Hoyer was optimistic on both fronts. He insisted that the manufacturing slowdown is a temporary one. And while he was plenty critical of the GOP - blaming it for "gridlock" in Washington - he pointed out that the two parties had come together in recent months on patent reform and reauthorization of the Export-Import Bank, which helps to boost US exports.
But if that legislation offers some hope for bi-partisan action in the next couple of years, there is reason to be skeptical about Washington's ability to put forth any serious industrial policy. The two sides, after all, remain far apart on most proposals; Congressman Cicilline's push for a block grant that would allow old-line manufacturers to retool and retrain, for instance, will go nowhere if the GOP has any say.
And if Democrats are making optimistic statements about their chances to take the House - Hoyer told me the odds were "no worse than 50/50" - handicappers aren't quite so sanguine.

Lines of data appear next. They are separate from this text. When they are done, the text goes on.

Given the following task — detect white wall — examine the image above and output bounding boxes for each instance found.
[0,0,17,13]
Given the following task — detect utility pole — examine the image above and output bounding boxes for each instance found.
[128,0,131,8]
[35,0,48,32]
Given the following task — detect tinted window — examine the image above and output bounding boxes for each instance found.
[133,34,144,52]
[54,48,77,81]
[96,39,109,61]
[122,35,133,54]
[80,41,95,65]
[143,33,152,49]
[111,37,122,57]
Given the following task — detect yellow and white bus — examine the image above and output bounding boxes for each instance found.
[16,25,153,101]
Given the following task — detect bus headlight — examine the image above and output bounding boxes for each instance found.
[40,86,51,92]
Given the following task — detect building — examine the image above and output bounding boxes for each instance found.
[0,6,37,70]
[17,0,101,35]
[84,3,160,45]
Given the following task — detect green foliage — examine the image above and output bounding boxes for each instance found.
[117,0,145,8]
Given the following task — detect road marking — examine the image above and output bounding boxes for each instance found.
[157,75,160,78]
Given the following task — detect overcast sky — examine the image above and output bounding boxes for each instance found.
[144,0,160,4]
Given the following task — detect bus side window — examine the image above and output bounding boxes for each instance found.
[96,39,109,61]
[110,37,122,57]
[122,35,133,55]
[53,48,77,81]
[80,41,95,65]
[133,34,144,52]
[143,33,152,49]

Stuart Rothenberg, a respected non-partisan analyst in Washington recently wrote that "Republicans remain solid favorites to retain control of the House in November’s elections":
Democratic retirements and some weaker than expected candidates in
places like California and Pennsylvania have limited the party’s upside
potential, forcing Democrats to defeat nearly two dozen GOP incumbents
if they are going to net enough seats to re-install House Minority
Leader Nancy Pelosi as the next speaker.
Similarly, the Cook Political Report recently revised its forecast for the coming election from a Democratic pick-up of five to 15 seats in the House to a minimal change: from two GOP pick-ups to eight for Democrats.
Democrats need to gain 25 seats to win the House.
Of course, even if Dems take control, there's reason to doubt that a robust industrial policy would have significant impact on a complex, global market for manufactured goods - never mind a small, struggling state like Rhode Island that has lagged its New England neighbors in creating the kind of high-tech, "advanced manufacturing" that drove the nation's recent industrial revival.
But manufacturing is a major force in the local economy; it is the fourth-largest private-sector employer in the state. And as I argued in my March cover story for the Phoenix "Can Manufacturing Save Rhode Island's Economy?," reviving industry may be the last, best hope for the state - however long the odds.